Most floating point values can not be represented exactly. As a result the stored values differ slightly from the real values. With double precision, 16 significant decimal digits can be represented. That means counting from the first non-zero digit, all digits being more than 16 positions to the right are not relevant (random when printed out).
When performing now operations with floating point values, bigger errors are introduced. If you for example add a smaller value to a larger one, the resulting precision is defined by the larger one:
1.000 000 000 000 000 000
+ 0.000 000 000 000 001 xxx yyy
= 1.000 000 000 000 001 zzz
The digits marked with x and y in the above example will be lost and z becomes random (zero in the above example).
Performing more operations with the result will increase the errors. That is what you are seeing.
The only solution when the errors are too large is using a more precise number format. While
long double
might be used, you should check if it is supported on your platform. Microsoft Visual Studio for example does not use
long double
(the
long double
type is in fact a
double
).
You should also know about (and probably use) the scientifc format for floating point numbers.

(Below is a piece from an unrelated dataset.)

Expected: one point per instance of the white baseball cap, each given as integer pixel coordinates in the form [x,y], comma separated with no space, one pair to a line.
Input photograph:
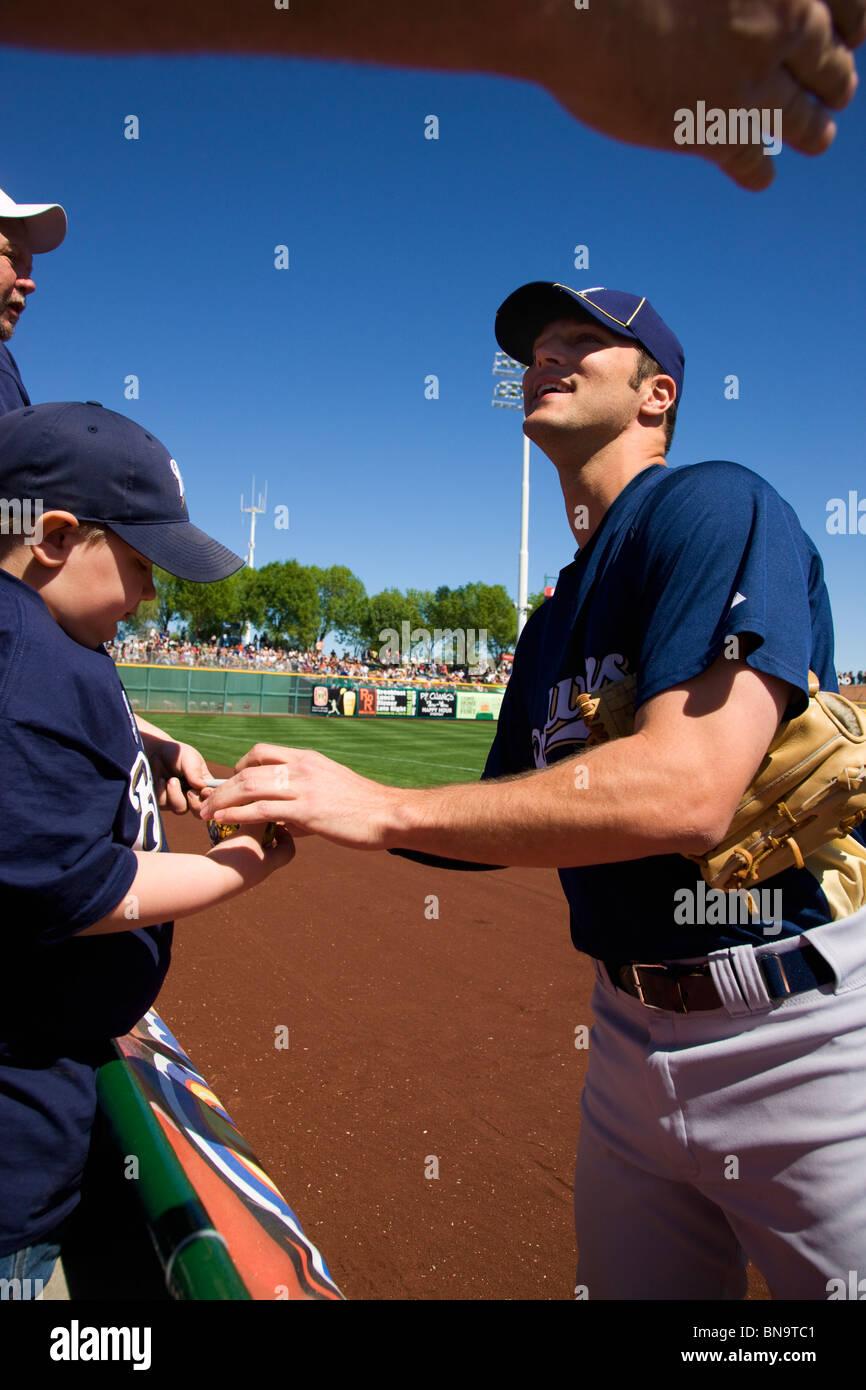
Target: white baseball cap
[46,223]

You can use it for example to replace the
pow()
calls:
b = 1e-15;
c = 2e-14;
d = 3e-14;
It can be also used when printing values using the
printf
function. Such output is often better readable than a lot of trailing or leading zeroes. Especially the
G
format is useful (it will use the scientific format only for small and large numbers):
printf("d: %.16G\n", d);
In the above example the precision is limited to 16 digits so that non-relevant digits won't be printed.
So you should try to use the above formatting within your program. If the results are as expected then (because non-relevant digits are not printed and the output is rounded instead), all is OK.